There is a few guidelines that should be considered assigning InfoObjects to dimensions:
- Use as many dimensions as necessary but it's more important to minimize dimension size rather than the number of dimensions.
- Within the dimension only characteristics that have a 1:n relation should be added (e.g. material and product hierarchy)
- Within a dimension there shouldn't be n:m relations. (e.g. product hierarchy and customer)
- Document level InfoObjects or big characteristics should be designed as Line-Item dimensions. Line item dimensions are not a true dimensions they have a direct link between the fact table and the SID table.
- The most selective characteristics should be at the top of the dimension table
- Don't mix characteristics with values that change frequently causing large dimension tables. (e.g. material and promotions)
- Consider also to combine unrelated characteristics it can improve performance by reducing the number of table joins. (you only have 13 dimensions so combine the small ones)
As a help the report (SE38) SAP_INFOCUBE_DESIGNS can be used.
This yellow marked dimension should be converted into a line item dimension if it contains a document level characteristic or it is simply bad design.
The maximum number of entries a dimension potentially can have is calculated through the cartesian product of all SID's. (e.g. 10'000 customer and 1'000 product hierarchies lead to 10'000'000 possible combinations in the dimension table. It's unlikely that this is going to happen and while designing the dimension this should also be considered - analyzing the possibilities of all customers buying all products in this case.

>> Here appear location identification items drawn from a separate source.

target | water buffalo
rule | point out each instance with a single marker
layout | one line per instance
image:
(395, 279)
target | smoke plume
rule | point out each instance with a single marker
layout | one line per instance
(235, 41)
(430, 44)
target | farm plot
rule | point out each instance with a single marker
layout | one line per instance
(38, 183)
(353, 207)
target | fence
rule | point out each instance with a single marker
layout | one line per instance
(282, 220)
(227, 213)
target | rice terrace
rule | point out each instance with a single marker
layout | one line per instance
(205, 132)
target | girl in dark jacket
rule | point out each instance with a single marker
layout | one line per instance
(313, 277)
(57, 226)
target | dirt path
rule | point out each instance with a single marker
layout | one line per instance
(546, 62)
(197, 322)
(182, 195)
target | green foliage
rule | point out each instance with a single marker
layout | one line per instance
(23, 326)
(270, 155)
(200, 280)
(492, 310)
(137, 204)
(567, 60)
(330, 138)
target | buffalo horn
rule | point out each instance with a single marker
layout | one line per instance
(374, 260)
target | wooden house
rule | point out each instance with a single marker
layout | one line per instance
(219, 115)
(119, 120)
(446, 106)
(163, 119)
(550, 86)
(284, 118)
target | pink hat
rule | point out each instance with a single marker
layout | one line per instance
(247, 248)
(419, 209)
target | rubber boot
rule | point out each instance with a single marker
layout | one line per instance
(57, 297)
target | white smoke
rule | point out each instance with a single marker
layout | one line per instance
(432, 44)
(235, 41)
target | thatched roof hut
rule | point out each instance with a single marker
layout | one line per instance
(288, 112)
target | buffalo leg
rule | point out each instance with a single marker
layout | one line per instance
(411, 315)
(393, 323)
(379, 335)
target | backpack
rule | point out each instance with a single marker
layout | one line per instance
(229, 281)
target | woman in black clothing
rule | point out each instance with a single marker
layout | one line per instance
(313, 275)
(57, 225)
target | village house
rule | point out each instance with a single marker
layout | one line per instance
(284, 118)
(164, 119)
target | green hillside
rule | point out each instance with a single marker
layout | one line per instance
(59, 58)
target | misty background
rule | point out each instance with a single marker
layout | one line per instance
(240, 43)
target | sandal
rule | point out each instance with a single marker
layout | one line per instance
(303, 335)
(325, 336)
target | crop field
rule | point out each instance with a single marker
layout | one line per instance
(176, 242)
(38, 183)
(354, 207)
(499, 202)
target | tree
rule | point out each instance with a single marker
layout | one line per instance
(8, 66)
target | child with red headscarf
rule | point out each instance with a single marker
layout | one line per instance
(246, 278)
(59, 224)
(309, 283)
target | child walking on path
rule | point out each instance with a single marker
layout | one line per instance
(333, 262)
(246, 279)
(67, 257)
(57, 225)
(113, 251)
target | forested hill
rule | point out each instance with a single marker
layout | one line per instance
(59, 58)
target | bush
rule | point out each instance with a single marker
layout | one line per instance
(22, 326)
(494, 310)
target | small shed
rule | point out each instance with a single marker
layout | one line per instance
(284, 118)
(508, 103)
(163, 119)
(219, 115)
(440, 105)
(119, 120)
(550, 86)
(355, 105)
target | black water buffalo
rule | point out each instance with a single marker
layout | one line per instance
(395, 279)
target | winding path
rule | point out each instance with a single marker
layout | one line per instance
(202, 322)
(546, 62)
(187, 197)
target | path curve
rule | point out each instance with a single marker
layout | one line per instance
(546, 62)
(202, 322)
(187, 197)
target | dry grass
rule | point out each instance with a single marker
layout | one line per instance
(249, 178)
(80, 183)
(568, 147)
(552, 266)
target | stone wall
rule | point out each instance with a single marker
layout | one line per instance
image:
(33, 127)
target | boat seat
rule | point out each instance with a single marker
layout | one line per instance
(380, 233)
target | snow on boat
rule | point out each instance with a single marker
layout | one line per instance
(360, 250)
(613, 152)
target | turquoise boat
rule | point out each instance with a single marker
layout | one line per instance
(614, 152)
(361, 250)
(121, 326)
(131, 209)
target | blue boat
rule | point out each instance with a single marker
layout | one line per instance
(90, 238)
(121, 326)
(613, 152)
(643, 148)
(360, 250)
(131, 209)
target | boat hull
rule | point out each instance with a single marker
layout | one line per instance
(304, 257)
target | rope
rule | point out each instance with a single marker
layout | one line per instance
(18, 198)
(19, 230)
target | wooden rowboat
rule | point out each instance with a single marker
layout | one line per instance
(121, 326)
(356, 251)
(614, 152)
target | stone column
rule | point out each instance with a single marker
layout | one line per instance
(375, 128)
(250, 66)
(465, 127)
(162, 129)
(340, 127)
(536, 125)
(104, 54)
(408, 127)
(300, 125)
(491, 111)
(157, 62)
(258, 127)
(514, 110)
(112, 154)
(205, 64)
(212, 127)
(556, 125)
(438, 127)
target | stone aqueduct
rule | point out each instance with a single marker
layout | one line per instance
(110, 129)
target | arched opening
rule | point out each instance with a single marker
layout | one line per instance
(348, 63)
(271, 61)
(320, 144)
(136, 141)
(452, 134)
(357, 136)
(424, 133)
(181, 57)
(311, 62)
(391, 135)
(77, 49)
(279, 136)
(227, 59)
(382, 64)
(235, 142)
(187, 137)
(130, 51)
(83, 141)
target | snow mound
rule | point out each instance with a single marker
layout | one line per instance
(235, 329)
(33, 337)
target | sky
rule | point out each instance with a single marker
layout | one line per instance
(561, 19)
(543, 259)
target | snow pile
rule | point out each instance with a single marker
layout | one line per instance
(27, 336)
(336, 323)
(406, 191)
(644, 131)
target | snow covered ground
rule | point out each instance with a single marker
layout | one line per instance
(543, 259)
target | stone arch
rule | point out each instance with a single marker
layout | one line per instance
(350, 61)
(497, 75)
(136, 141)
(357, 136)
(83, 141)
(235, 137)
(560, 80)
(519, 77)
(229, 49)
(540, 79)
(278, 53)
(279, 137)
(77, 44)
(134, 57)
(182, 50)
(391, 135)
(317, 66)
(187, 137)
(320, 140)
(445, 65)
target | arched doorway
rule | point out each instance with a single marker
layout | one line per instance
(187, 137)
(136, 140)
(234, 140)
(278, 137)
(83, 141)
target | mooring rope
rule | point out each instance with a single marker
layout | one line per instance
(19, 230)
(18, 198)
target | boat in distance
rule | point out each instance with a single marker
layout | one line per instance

In cases where there is an m:m relationship it usually means there is a missing entity between those two and therefore they should be stored in different dimensions.
Once data is loaded into the InfoCube a check on the actual number of records loaded into the dimension table vs. the number of record in the fact table should be done. As a rule of thumb the ratio should be between 1:10 and 1:20.
Degenerated Dimensions
If a large dimension table reaches almost the size of the fact table when measured the number of rows in the tables it's a degenerated dimension. The OLAP processer has to join two big tables which is bad for the query perfromance. Such dimensions can be marked as Line Item Dimensions causing the database not to create an actual dimension table. Checking the table /BIC/F<INFOCUBE> will then show that instead of the DMID dimension key the SID of the degenerated dimension table is placed in the fact table. (Field name RSSID). With this a join of the two tables is eliminated. Those dimensions can only hold one InfoObject as a 1:1 relationship must exist between the SID value and the DIMID.
Dimensions with a lot of unique values can be set to High Cardinality which changes the method of indexing dimensions. (ORA DB only) This results in a switch from a bitmap index to a B-Tree index.
Defining a dimension as Line Item Dimension / High Cardinality
Conclusion
Finding the optimal model and balancing the size and the number of dimensions is a delicate excercise.
Dimensions in MultiProvider do not have to follow the underlying InfoCubes definitions. Those can be focused on the end users need and be structrured by the organizations meaning. This does not affect the performance as the MultiProvider does not have a physically existing datamodel on the database.
Designing the dimension in an InfoCube correctly can have a significant improvement on performance!